No verão de 1919, o Corpo de Transporte Motorizado do Exército dos EUA enviou um comboio de 81 veículos pelos Estados Unidos, de Washington DC a Oakland, Califórnia (e depois de balsa para São Francisco). A operação pretendia, em parte, determinar o que era ou não possível na altura em relação ao movimento de longa distância dentro do país.

Quase todas as estradas que o comboio usava além de Illinois não eram pavimentadas. O comboio registrou 230 incidentes que exigiram sua parada devido a acidentes, avarias, desencarceramento da lama e reparos de pontes de madeira que quebraram. A velocidade média era de seis milhas por hora e a viagem durou dois meses.

Um trevo de quatro níveis na interseção da I-20 e I-35 em Fort Worth, Texas. (Crédito da foto: Arquivo Nacional)

Participando como observador do Departamento de Guerra estava um tenente-coronel brevet chamado Dwight D. Eisenhower. A experiência impressionou Eisenhower com a importância de um sistema rodoviário bem desenvolvido para movimentos militares, bem como para o comércio civil. Mais tarde, ele pôde observar, como comandante aliado vitorioso na derrota da Alemanha na Segunda Guerra Mundial, o papel importante que o sistema Autobahn desempenhou na defesa e na vitalidade da Alemanha.

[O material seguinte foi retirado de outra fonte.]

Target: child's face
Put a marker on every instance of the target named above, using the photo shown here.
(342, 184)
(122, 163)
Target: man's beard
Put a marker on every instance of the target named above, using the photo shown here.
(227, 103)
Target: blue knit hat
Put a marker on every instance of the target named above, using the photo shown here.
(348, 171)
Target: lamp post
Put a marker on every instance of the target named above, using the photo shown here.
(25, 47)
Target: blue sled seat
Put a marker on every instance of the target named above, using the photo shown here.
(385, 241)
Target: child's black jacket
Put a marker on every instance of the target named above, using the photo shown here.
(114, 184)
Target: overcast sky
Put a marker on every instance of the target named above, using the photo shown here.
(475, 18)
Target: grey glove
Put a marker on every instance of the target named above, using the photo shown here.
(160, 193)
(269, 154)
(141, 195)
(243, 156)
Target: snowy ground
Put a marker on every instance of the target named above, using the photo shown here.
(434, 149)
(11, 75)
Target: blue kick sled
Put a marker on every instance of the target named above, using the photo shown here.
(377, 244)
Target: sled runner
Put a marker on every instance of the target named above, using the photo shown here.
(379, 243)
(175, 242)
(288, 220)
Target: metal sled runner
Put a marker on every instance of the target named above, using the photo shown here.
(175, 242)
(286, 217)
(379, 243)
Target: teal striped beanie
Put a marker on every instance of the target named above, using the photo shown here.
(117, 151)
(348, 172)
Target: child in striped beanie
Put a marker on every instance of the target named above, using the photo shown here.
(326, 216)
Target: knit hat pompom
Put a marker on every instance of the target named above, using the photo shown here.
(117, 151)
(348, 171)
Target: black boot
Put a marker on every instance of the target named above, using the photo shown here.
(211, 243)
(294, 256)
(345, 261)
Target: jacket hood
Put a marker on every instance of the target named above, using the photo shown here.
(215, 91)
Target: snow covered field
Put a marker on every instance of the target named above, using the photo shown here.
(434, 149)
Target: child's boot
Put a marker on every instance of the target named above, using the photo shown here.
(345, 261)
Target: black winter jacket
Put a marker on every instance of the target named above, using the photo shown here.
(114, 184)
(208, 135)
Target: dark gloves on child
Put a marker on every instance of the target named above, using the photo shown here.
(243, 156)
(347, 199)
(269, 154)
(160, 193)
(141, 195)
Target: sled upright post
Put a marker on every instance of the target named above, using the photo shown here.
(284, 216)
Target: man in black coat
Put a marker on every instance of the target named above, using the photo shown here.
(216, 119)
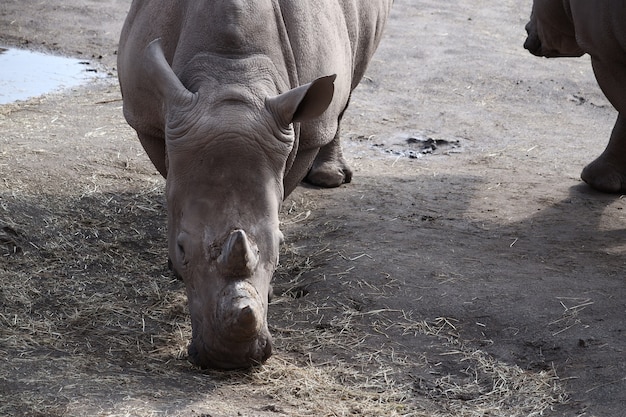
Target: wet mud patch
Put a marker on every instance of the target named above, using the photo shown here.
(411, 146)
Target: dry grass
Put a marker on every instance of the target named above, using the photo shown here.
(92, 323)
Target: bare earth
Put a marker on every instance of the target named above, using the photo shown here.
(482, 279)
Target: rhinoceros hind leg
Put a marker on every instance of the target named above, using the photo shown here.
(608, 172)
(330, 169)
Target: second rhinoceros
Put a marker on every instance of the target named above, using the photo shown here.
(570, 28)
(235, 102)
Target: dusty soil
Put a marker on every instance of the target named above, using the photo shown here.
(481, 278)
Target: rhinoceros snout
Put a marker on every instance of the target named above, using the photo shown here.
(235, 356)
(237, 336)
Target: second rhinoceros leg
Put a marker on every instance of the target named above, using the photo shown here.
(608, 172)
(330, 169)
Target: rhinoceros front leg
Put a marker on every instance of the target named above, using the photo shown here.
(608, 172)
(330, 169)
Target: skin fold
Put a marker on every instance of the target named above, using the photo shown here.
(235, 103)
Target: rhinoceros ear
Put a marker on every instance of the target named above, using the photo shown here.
(305, 102)
(163, 77)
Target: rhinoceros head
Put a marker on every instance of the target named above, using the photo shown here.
(227, 143)
(551, 30)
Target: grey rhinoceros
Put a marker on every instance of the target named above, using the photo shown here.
(235, 102)
(571, 28)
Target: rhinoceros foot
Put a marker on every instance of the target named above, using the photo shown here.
(605, 176)
(329, 174)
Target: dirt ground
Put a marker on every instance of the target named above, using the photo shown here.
(480, 279)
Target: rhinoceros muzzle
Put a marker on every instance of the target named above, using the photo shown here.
(236, 335)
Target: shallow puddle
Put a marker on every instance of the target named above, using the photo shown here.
(25, 74)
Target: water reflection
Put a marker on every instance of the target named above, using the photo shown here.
(25, 74)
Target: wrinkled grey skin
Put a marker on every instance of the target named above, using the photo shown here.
(235, 102)
(570, 28)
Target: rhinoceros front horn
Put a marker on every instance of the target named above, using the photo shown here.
(239, 256)
(163, 77)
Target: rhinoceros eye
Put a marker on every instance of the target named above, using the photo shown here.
(180, 248)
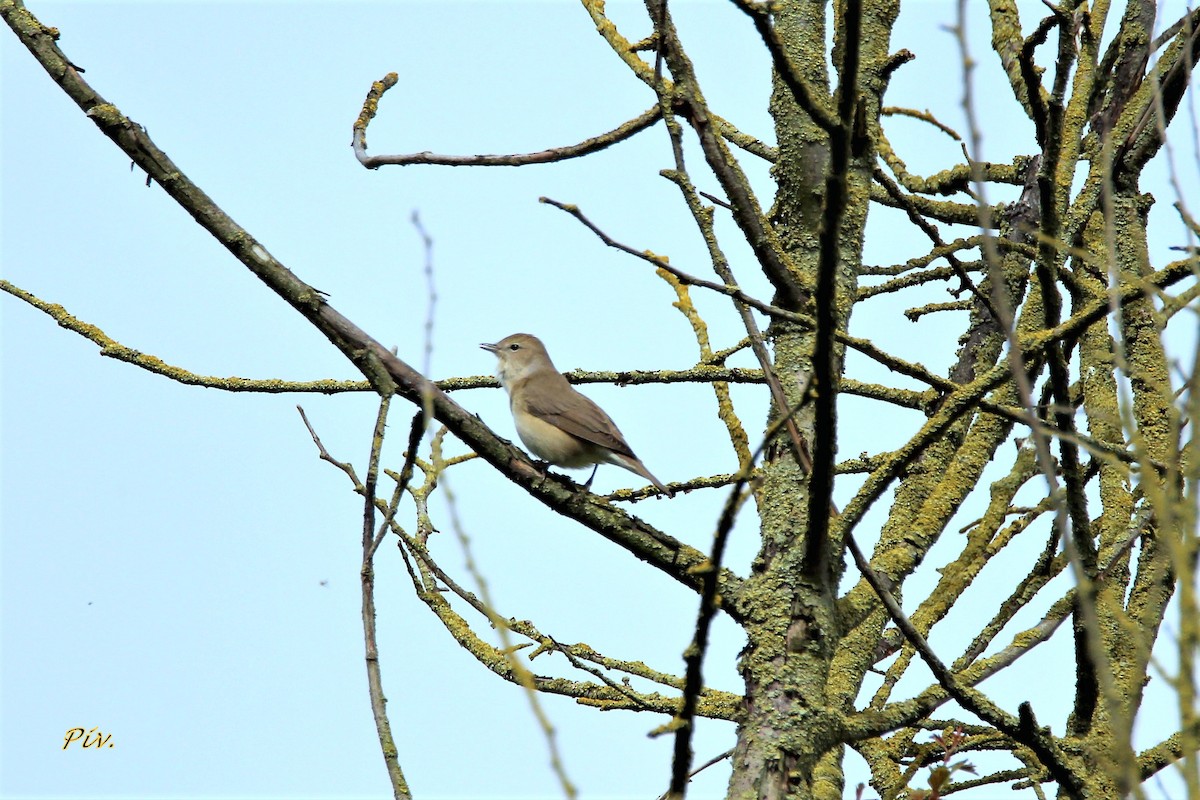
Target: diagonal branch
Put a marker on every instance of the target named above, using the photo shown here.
(385, 372)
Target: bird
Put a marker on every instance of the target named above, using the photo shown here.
(555, 421)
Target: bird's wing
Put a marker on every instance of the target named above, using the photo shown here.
(576, 414)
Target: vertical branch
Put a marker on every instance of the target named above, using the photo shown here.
(845, 139)
(375, 679)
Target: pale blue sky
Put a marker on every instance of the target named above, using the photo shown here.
(180, 570)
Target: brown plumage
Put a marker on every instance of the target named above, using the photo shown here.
(555, 421)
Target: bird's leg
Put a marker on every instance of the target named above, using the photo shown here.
(587, 487)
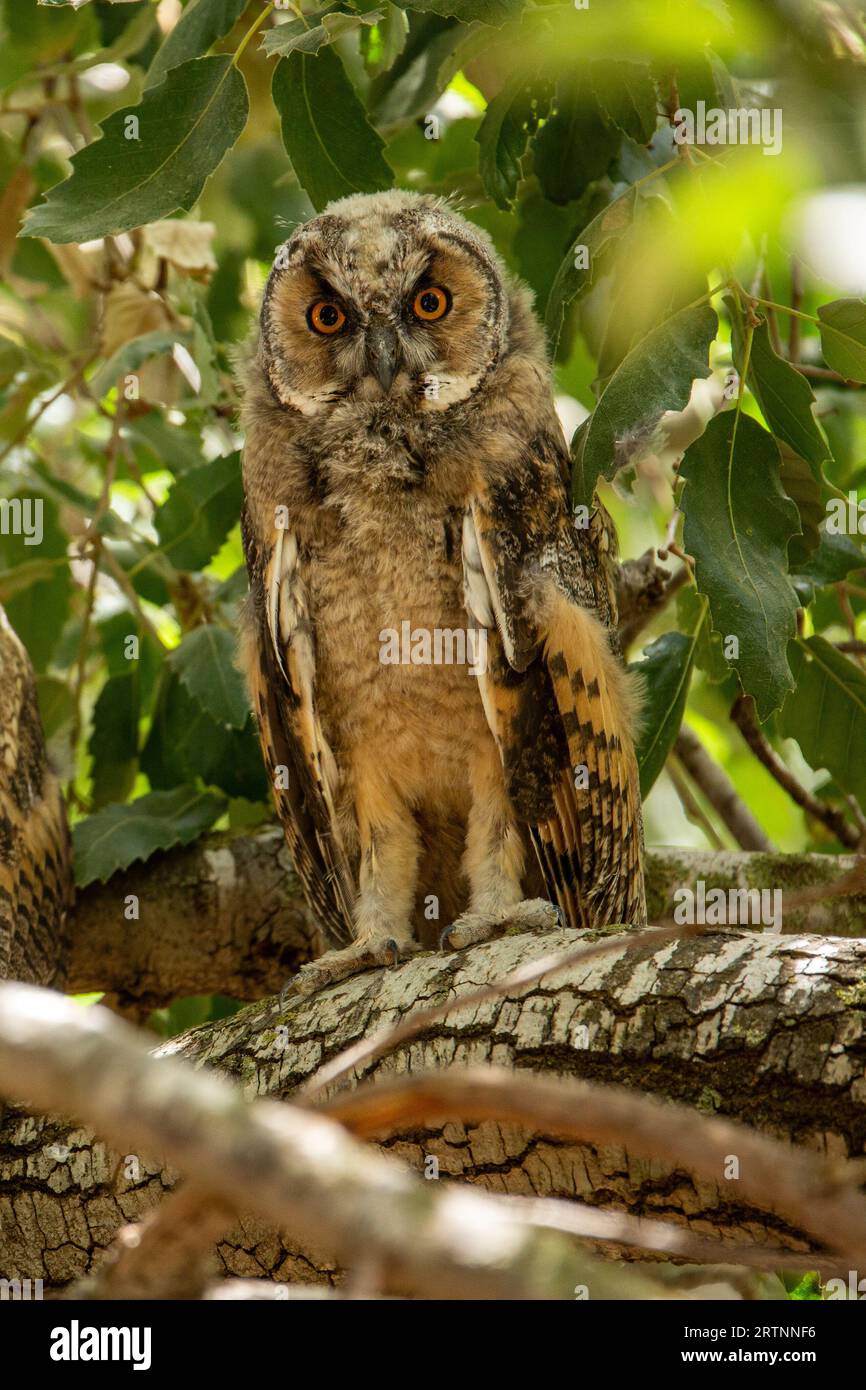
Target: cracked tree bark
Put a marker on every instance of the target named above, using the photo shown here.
(762, 1027)
(227, 916)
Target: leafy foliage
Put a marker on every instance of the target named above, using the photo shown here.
(154, 157)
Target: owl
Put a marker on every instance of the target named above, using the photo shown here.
(430, 637)
(35, 849)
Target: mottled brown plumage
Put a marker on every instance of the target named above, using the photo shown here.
(35, 854)
(403, 464)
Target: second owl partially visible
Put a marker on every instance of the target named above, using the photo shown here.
(428, 635)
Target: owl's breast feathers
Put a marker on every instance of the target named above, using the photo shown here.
(556, 697)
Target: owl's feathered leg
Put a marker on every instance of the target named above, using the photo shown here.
(494, 865)
(389, 848)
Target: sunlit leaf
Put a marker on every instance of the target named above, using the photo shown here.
(205, 662)
(332, 146)
(152, 159)
(117, 836)
(826, 712)
(737, 527)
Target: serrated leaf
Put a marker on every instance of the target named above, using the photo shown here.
(113, 744)
(666, 672)
(502, 138)
(185, 744)
(626, 92)
(843, 327)
(488, 11)
(574, 274)
(783, 394)
(826, 712)
(419, 75)
(801, 485)
(834, 558)
(117, 836)
(656, 375)
(738, 524)
(316, 29)
(199, 512)
(573, 146)
(332, 148)
(692, 619)
(205, 662)
(200, 24)
(185, 127)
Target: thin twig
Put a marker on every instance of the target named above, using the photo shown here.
(720, 791)
(742, 715)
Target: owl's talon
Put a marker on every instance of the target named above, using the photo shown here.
(473, 927)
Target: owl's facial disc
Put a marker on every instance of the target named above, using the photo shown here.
(389, 303)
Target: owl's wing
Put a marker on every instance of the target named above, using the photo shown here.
(35, 852)
(556, 695)
(280, 663)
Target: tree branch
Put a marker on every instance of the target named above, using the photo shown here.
(742, 713)
(720, 791)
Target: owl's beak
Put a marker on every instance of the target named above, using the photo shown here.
(382, 352)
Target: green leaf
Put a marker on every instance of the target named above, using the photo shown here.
(199, 27)
(185, 744)
(843, 325)
(488, 11)
(783, 394)
(834, 558)
(738, 523)
(656, 375)
(54, 704)
(691, 616)
(799, 483)
(666, 670)
(117, 836)
(113, 742)
(826, 712)
(503, 136)
(332, 148)
(576, 273)
(205, 663)
(152, 160)
(129, 357)
(316, 29)
(419, 75)
(573, 146)
(39, 609)
(626, 92)
(199, 512)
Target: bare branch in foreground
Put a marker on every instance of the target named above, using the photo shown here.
(292, 1166)
(813, 1194)
(720, 791)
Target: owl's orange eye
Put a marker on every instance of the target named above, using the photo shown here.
(325, 317)
(431, 303)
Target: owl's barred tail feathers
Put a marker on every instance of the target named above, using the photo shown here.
(598, 801)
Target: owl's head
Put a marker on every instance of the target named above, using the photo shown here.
(384, 296)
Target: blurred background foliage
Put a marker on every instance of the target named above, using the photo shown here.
(166, 149)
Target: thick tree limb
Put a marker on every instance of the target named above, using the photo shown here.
(756, 1026)
(289, 1165)
(227, 916)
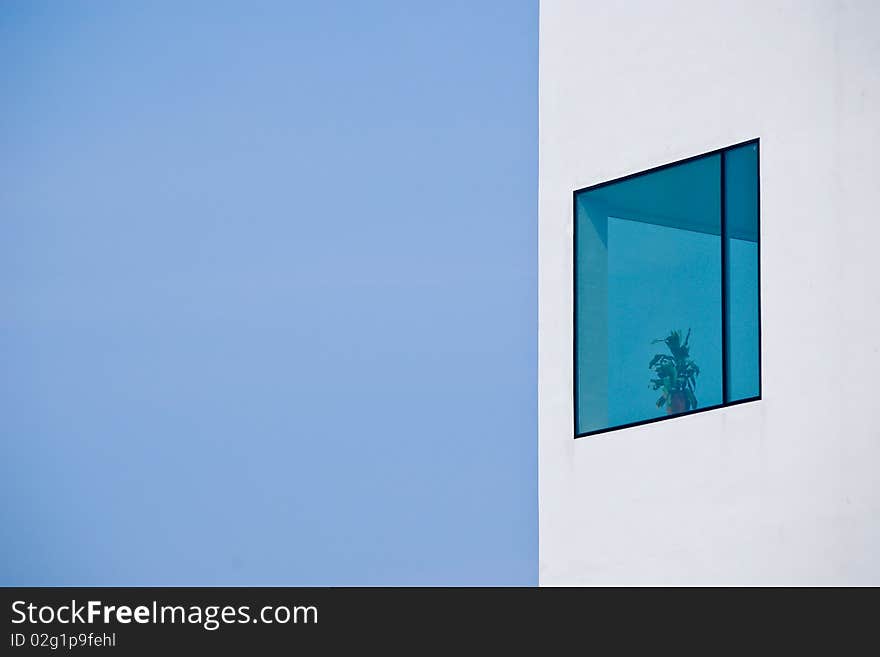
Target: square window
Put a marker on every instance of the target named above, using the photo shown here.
(667, 291)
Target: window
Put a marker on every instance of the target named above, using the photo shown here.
(667, 291)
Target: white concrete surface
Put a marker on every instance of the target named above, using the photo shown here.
(781, 491)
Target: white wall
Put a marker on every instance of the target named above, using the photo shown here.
(781, 491)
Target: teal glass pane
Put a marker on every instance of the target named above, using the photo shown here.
(743, 327)
(648, 264)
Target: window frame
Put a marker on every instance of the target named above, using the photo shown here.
(721, 152)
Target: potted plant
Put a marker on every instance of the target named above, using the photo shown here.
(676, 374)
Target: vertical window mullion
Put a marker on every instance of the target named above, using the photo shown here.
(724, 282)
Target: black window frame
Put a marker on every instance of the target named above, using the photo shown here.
(724, 290)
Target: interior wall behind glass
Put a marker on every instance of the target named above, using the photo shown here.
(648, 262)
(660, 279)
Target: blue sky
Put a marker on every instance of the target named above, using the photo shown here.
(268, 293)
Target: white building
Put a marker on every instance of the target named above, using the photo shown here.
(784, 490)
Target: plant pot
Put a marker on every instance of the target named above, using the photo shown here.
(677, 402)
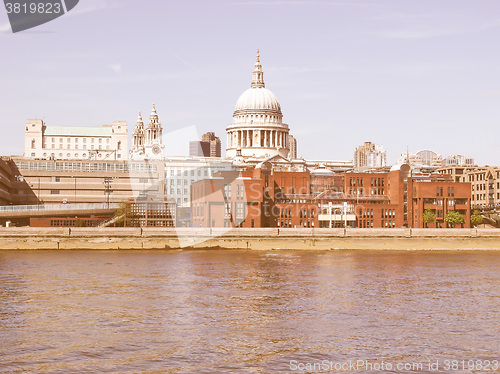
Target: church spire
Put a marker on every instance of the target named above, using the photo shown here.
(258, 74)
(139, 120)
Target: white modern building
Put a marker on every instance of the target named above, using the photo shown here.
(369, 156)
(106, 142)
(424, 157)
(182, 172)
(257, 129)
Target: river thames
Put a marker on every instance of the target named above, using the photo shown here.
(249, 311)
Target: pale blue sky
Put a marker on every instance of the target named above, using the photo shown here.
(422, 74)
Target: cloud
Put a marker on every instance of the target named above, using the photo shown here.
(306, 2)
(490, 93)
(422, 31)
(117, 68)
(5, 28)
(89, 6)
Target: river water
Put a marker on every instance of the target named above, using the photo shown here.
(249, 311)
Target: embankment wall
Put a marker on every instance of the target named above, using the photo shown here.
(255, 239)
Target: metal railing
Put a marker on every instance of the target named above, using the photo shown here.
(58, 207)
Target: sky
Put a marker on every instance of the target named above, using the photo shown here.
(403, 74)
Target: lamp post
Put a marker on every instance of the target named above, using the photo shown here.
(38, 200)
(75, 189)
(107, 187)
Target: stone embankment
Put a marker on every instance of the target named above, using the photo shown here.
(255, 239)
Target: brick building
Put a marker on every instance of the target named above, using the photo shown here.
(484, 180)
(398, 198)
(254, 197)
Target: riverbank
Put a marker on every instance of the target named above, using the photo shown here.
(255, 239)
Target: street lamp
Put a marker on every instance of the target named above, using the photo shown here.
(107, 187)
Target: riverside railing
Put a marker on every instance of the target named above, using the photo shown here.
(58, 207)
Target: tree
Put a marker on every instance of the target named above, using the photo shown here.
(429, 217)
(454, 218)
(476, 218)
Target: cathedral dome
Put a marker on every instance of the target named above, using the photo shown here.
(257, 130)
(257, 99)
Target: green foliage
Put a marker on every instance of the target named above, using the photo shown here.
(429, 216)
(476, 218)
(454, 218)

Como presidente, Eisenhower pressionou pelo desenvolvimento de uma rede de rodovias de alta velocidade e acesso limitado nos Estados Unidos. O governo federal já havia desempenhado um papel importante no desenvolvimento do sistema nacional de estradas, tal como se desenvolveu até a década de 1950, por meio de legislação que incluía a Lei Federal de Ajuda Rodoviária de 1916 e a Lei Rodoviária Federal de 1921.

Eisenhower assinou em 1956 uma nova Lei de Ajuda Federal às Rodovias, que previa que o governo federal financiasse 90% da construção de uma nova rede de vias expressas. Essa rede é agora oficialmente conhecida como Sistema Dwight D. Eisenhower de Rodovias Interestaduais e de Defesa.

Os comboios militares constituem apenas uma pequena fracção do tráfego nas actuais interestaduais (embora a capacidade dos militares para transportar rapidamente pessoal e material de uma parte do país para outra ainda seja certamente importante para a defesa nacional).

Uma infra-estrutura interna moderna e robusta tem uma ligação adicional com a segurança nacional, mas que é ainda mais importante: a força e a eficiência da economia dos EUA são a base fundamental para ser capaz de garantir a segurança e a defesa da nação.

Os políticos americanos defendem esta ligação de vez em quando, geralmente para acrescentar apoio retórico a algum outro ponto que desejam abordar sobre questões económicas. Mas a essência dessa ligação não foi suficientemente internalizada e apreciada ao ponto de ser plenamente reflectida nos orçamentos e nas políticas.

Alguma apreciação do impacto do sistema rodoviário interestadual, que é apenas um exemplo do assunto em questão, pode ser obtida refletindo sobre o fato de que quase 70% da tonelagem de carga transportada nos Estados Unidos, e cerca de três quartos do valor desse frete, viaja por estrada.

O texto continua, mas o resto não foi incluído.